Re: Efficiency of a Hash with 1 Million Entries

Thanks again for the help. By turning friendoffriend.pl into a module, the execution time is now about 2 minutes! I had no idea that running another script through a system call would cause such a slow down. If anyone is looking for a really simple and easy to understand tutorial on making a Perl module, here is the site I used: http://www.webreference.com/programming/perl/modules/ The only thing now, though, is the results that I was getting before differ from the results I am getting now (about 224,000 clusters previously, now only 124,000 clusters). So I will have to go back through my code and see what could have caused this change.

In regard to the AllJoinRecip table, I must have incorrectly remembered the amount of time it takes to make that table. It actually only takes 10 seconds. I have no idea which table I remember taking 5 minutes to create. I am pretty sure that the AllJoinRecip table follows the suggestions you made, dineed, but I will double check to make sure. Thanks again!

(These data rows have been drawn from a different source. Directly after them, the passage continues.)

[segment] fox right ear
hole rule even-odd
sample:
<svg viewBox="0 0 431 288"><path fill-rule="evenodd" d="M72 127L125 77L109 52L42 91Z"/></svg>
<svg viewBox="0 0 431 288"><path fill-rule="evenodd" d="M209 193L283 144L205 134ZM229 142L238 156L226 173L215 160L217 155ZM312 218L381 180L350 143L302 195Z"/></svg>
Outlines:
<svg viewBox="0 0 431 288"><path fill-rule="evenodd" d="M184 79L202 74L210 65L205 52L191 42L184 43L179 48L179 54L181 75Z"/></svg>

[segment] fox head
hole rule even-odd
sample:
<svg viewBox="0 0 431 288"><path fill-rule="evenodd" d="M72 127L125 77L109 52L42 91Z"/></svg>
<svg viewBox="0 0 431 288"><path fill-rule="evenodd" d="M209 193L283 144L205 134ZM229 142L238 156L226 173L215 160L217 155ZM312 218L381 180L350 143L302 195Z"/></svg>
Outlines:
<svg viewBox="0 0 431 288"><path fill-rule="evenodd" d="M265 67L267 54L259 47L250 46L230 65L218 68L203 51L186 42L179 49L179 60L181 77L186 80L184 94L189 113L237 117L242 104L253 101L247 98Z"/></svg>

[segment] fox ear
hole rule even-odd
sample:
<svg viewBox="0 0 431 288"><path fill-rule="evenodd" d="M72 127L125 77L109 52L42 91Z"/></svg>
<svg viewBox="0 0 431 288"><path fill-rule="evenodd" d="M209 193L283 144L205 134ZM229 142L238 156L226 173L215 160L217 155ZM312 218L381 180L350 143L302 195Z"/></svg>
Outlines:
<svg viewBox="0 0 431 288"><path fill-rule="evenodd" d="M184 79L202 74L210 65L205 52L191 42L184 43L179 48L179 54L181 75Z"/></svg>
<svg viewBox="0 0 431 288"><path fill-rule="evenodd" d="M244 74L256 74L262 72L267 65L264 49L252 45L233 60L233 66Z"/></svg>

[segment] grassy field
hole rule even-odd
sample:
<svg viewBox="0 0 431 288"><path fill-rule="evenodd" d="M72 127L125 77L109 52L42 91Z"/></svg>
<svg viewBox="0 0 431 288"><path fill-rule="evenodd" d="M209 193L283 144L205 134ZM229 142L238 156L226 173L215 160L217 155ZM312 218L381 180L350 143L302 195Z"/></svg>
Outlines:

Comment on Re: Efficiency of a Hash with 1 Million Entries

Replies are listed 'Best First'.
Re^2: Efficiency of a Hash with 1 Million Entries by Corion (Patriarch) on Jul 02, 2010 at 22:15 UTC
Note that since the conversion from an external program to a module within your other program, global variables of `friendoffriend.pl` retain their value between runs. You might want to reinitialize them upon each run.	[reply] [d/l]
Re^3: Efficiency of a Hash with 1 Million Entries by gunr (Novice) on Jul 06, 2010 at 14:51 UTC
Thanks for pointing this out. For those keeping score: It turns out that my original results file had some duplicate entries somehow. I must have messed up somewhere in the script I guess. The new results do not have any duplicates, so it is a much more accurate representation of my data.	[reply]